Après une courte conversation, nous tombâmes d’accord sur tous les points. « Venez à deux heures à l’Odéon, me dit Duquesnel en forme d’adieu, je vous présenterai à mon associé... C’est le contraire que je devrais dire selon la formule mondaine, ajouta-t-il en riant ; mais nous jargonnons théâtre. »

Il descendit quelques marches en m’accompagnant et resta penché sur la rampe en me disant : « Au revoir. » A deux heures précises, j’étais à l’Odéon. J’attendis plus d’une heure. Je commençais à grincer des dents et, seul, le souvenir de ma promesse faite à Camille Doucet m’empêcha de m’en aller.

Enfin Duquesnel parut : « Vous allez voir l’autre Ogre. » Et il m’entraîna vers le cabinet directorial.

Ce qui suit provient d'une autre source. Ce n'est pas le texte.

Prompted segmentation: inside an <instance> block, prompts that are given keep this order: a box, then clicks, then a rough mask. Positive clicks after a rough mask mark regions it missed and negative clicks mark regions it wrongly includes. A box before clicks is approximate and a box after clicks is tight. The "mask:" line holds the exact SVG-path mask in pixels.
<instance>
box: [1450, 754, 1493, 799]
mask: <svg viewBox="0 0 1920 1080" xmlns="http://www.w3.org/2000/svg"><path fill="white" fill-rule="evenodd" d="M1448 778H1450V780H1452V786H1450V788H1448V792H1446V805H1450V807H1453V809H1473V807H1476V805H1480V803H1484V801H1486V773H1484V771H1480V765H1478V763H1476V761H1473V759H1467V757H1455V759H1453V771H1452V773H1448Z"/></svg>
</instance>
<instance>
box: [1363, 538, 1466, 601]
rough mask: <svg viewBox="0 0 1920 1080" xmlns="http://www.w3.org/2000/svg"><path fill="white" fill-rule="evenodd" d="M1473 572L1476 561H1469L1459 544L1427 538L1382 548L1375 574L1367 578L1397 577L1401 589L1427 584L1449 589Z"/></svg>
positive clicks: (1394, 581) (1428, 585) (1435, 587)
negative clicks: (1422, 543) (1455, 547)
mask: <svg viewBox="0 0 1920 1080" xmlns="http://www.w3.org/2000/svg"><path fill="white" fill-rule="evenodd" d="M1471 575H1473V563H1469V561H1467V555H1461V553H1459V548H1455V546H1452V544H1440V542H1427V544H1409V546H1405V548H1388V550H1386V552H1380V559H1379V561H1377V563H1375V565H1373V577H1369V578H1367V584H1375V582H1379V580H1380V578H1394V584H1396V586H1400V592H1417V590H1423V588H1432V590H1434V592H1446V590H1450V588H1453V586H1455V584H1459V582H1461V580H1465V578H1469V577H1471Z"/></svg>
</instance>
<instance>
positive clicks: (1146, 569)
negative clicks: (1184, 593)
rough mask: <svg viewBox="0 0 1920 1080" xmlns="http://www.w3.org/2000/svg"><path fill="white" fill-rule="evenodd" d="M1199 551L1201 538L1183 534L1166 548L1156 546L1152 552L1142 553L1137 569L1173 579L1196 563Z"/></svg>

Chemin faisant, je me représentai cet ogre aussi charmant que son associé. Aussi, fus-je très désappointée en voyant le très vilain petit homme que je reconnus dans Chilly.

Il me toisa sans politesse, feignit de ne pas me reconnaître et, me faisant signe de m’asseoir, il me passa sans mot dire une plume, me montrant l’endroit où je devais signer.

Mme Guérard arrêta ma main : « Ne signez pas sans lire ! » Chilly releva la tête : « Vous êtes la mère de Mademoiselle ? — Non, répondit-elle, mais c’est tout comme. — Eh bien, vous avez raison. Lisez vite, et signez ou ne signez pas ; mais dépêchez-vous ! »

Je sentis le rouge me monter au visage. Cet homme était odieux. Mais Duquesnel me dit tout bas : « Il n’a pas de formes, mais c’est un brave homme, ne vous formalisez pas. »

Je signai mon engagement, et le remis au vilain associé.

« Vous savez, me dit-il : c’est lui qui est responsable de vous, car moi, pour rien au monde, je ne vous aurais engagée. — Ma foi. Monsieur, lui répondis-je, s’il n’y avait que vous, je n’aurais pas signé. Nous sommes donc quittes. » Et je sortis aussitôt.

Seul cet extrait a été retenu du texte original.